Lamont agrees investors must consider their investment timeframe when thinking about using thematics as it is “unlikely all thematic ETFs will be here in 10 years”. He added the difficulty with launching a thematic ETF is it requires an element of crystal ball gazing when trying to predict the future revenue of companies.
“It is almost certainly not going to unfold exactly as we as we hope it is,” he said. “Part of the bet that investors are making depends on the timeframe. I do not advocate day trading, but some investors have very short time horizons and use these as tools to express their investment views.
“If you look at the survival rates of thematic funds globally, over long periods, they are not very high.”
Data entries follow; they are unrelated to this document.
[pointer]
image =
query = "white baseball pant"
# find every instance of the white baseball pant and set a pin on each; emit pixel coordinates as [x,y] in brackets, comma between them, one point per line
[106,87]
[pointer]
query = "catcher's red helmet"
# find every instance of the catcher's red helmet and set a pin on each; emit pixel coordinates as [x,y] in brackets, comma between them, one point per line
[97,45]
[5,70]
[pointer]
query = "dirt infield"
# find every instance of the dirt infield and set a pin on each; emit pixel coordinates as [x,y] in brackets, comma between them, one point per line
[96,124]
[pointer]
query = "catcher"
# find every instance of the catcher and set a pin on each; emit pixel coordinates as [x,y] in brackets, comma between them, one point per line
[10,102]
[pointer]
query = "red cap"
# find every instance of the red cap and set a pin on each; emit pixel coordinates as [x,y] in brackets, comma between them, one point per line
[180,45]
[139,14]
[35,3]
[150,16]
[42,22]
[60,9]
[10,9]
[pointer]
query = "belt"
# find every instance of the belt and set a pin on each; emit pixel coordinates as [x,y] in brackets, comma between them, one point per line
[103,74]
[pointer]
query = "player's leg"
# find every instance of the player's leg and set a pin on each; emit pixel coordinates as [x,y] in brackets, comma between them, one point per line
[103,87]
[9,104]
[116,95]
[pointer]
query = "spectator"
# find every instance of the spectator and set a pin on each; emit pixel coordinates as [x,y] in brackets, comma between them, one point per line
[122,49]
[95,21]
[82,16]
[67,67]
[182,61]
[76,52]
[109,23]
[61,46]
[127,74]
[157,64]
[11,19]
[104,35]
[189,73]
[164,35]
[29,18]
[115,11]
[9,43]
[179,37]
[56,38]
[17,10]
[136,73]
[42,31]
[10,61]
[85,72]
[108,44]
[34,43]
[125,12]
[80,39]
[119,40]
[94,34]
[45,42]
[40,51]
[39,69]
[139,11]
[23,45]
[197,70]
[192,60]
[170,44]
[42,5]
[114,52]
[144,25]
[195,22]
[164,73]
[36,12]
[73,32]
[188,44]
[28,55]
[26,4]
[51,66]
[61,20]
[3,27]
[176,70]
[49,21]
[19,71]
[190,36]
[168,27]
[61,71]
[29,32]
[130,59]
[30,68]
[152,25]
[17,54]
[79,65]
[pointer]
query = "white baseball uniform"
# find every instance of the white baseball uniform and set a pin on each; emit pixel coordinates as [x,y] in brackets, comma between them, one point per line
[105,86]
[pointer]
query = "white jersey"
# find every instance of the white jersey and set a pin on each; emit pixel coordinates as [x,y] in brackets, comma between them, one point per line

As a comparison, Lamont said roughly 90% of internet funds that launched in the internet boom 20 years ago no longer exist, but neither do their stock: “It is somewhat reflective of the space you are operating in.”
Power of the narrative
An obvious driver of the thematic ETF uptake is they appeal to investors’ narrative of the market.
“The reason they are so popular, particularly on advisory mandates and retail investors, is they are extremely engaging to end clients,” Prout said. “It fits into a narrative-driven investing. There is an attractive story which is understandable for retail clients in a way that jargonised investing such as factors and asset classes are less so and this is incredibly dangerous.”
Despite this, Prout says it would be wrong to dismiss thematic ETFs completely but added investors must have a good understanding of the construction of the product. “It is important to understand what underlying companies they are buying, what methodology the index providers are using and why they are using it, rather than just trusting the narrative.
“Asset managers tend to build products for scale and this is the trade-off with performance. Often when we look at these products and the underlying companies, we have been underwhelmed.”
Lamont agreed it is important to invest with a thorough understanding of the product: “It is important for investors to understand the possible outcomes. It is about setting expectations and understanding them as part of the package.
“Compared to an S&P 500 ETF, they are risky, expensive, and less likely to survive. If you are comparing against single stock bets in technology, or something that is exposed to one of these growth trends, then they are less risky and more diversified.”
While McGivern believes the timing of thematic launches is problematic, he does not see them going anywhere anytime soon: “The way we are seeing passive flows and asset allocation developing, theme-driven investments are probably going to be the way forward.”